Walter Veit, Präsident der Österreichischen Hoteliervereinigung © ÖHV

Walter Veit, Präsident der Österreichischen Hoteliervereinigung

© ÖHV

Bedrohung des Tourismussektors in Österreich: Kritik an drastischen Budgetkürzungen

In einer jüngsten Entscheidung des schwarzen-grünen Budgets hat der österreichische Tourismussektor eine empfindliche Kürzung um ein Viertel erfahren, was erhebliche Besorgnis in der Reisebranche ausgelöst hat.
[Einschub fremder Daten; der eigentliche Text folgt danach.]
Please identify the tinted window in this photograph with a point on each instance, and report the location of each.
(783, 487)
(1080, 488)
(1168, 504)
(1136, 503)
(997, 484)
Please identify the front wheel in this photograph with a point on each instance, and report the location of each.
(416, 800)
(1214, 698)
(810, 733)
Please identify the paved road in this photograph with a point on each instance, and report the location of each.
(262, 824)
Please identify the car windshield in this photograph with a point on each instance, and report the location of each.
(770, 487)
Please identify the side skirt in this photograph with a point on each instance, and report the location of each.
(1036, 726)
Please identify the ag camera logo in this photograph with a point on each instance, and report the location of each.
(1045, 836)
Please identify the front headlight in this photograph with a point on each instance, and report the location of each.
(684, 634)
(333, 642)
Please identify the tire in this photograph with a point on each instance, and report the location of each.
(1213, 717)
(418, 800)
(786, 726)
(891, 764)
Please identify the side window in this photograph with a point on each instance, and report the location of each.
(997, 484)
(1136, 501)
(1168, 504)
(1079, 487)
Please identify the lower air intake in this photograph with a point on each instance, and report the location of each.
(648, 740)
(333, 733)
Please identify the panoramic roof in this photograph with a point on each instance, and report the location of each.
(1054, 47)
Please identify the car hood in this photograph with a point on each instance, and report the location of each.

Diese Kürzung ist besonders bedauerlich, wenn man bedenkt, dass lediglich 8,5 Mio. Euro – ein winziger Bruchteil von 0,007 % des Gesamtbudgets von 123,5 Mrd. Euro – notwendig gewesen wären, um das Tourismusbudget aufrechtzuerhalten.

von Alexandra Gorsche
27. Oktober 2023

Die jüngste Entwicklung zeigt, dass das Budget für den Tourismus im Jahr 2024 weiter gekürzt werden soll, nachdem es bereits im Jahr 2022 von 33,8 Mio. Euro auf 30 Mio. Euro gesunken war. Angesichts dieser Kürzungen und der Berücksichtigung der Inflation wird der Rückgang des Tourismusbudgets in den Augen der Öffentlichkeit um ein Viertel als besorgniserregend betrachtet, was auf ein bislang vernachlässigtes Problem hinweist, so ÖHV-Präsident Walter Veit.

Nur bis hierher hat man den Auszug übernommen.